Soy un veedor ocasional de televisión. Algún partido de fútbol y de baloncesto, alguna carrera, algún programa de ciencia o naturaleza y poco más.
Mi confianza en la Justicia es grande; en los jueces, tocando lo personal, no tanto, incluso aún menos. Vamos, como con la Política y los políticos.
Cuando comenzó el juicio por el “procés”, vi la primera sesión por el morbo que suponía ver a unas personas, que se creían superiores al resto de los mortales, tratadas como a los delincuentes que eran considerados. Vino después una segunda, tercera y enésima vez. Cuando no las podía ver en directo, las seguía por la noche. En fin, se me fueron cayendo mitos; aquellas gentes tan arrogantes sólo tenían dos piernas, ¡como yo!
Tras sus declaraciones siguieron las de los testigos, peritos, pruebas periciales y, finalmente, las conclusiones. Vi declarar a gente nerviosa, tranquila, prepotente, sencilla, profesional, autista, si se me permite la expresión, conocida… Todo un muestrario.

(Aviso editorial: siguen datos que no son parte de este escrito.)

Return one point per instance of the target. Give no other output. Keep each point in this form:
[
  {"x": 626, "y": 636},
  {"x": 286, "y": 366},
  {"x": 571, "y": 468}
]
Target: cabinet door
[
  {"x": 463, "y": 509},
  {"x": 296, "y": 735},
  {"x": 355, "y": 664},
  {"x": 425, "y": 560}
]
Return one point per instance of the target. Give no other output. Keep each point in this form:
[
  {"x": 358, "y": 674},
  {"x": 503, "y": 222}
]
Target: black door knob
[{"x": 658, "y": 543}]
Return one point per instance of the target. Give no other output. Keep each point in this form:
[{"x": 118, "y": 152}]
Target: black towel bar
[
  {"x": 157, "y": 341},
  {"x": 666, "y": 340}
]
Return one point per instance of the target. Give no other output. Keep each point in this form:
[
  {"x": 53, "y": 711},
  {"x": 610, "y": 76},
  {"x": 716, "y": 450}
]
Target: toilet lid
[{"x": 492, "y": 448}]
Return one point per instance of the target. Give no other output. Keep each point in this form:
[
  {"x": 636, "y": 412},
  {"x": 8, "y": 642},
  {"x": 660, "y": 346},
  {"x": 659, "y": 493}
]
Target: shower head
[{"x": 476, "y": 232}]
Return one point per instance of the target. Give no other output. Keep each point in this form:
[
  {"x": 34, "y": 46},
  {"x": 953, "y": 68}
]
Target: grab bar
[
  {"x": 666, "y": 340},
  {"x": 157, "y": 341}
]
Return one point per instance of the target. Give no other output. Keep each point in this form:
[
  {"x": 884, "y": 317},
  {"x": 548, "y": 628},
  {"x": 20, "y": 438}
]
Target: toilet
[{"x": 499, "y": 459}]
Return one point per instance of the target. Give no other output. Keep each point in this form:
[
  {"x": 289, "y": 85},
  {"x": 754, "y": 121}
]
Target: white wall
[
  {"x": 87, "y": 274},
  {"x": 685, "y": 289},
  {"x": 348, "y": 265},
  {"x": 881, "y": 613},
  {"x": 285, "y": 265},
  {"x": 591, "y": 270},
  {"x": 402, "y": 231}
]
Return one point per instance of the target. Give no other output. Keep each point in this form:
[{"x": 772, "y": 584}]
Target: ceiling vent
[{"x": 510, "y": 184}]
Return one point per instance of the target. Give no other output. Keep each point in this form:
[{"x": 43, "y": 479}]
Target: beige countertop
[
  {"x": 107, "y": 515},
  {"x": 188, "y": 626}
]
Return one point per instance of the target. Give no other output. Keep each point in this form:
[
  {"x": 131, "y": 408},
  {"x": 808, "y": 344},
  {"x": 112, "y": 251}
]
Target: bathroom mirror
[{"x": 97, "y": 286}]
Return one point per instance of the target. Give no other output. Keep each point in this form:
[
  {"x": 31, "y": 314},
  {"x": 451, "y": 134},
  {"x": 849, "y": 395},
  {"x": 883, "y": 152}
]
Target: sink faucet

Pero el que dominaba la situación, el que realmente mandaba. Quien escuchaba con toda atención –y cortaba o instruía con toda precisión- era otra persona, de un físico normal, pero que, cuando se ponía, paraba verborreas o colocaba al personal en su lugar. Sin alharacas, sin aspavientos, sin levantar la voz pero con rotundidad. Parecía un hombre normal, pero cada día se me iba haciendo más grande, justo, sin arrogancia, escuchando, ponderando y dando o quitando razones.
Poco a poco me fui convirtiendo en “fan” suyo. Ya no sólo podía creer en la Justicia, ahora también había un Juez que me demostraba que la aplicaba –aunque yo no estuviese del todo de acuerdo- y en el que podía creer. Puedo decir que he seguido el proceso con avidez, especialmente por ver la actuación del Excmo. Sr. D. Manuel Marchena. Es decir, que ahora me he convertido en un espectador impaciente. Y con el esperado “Visto para sentencia”, yo pienso: ¿Y ahora con qué lo sustituyo?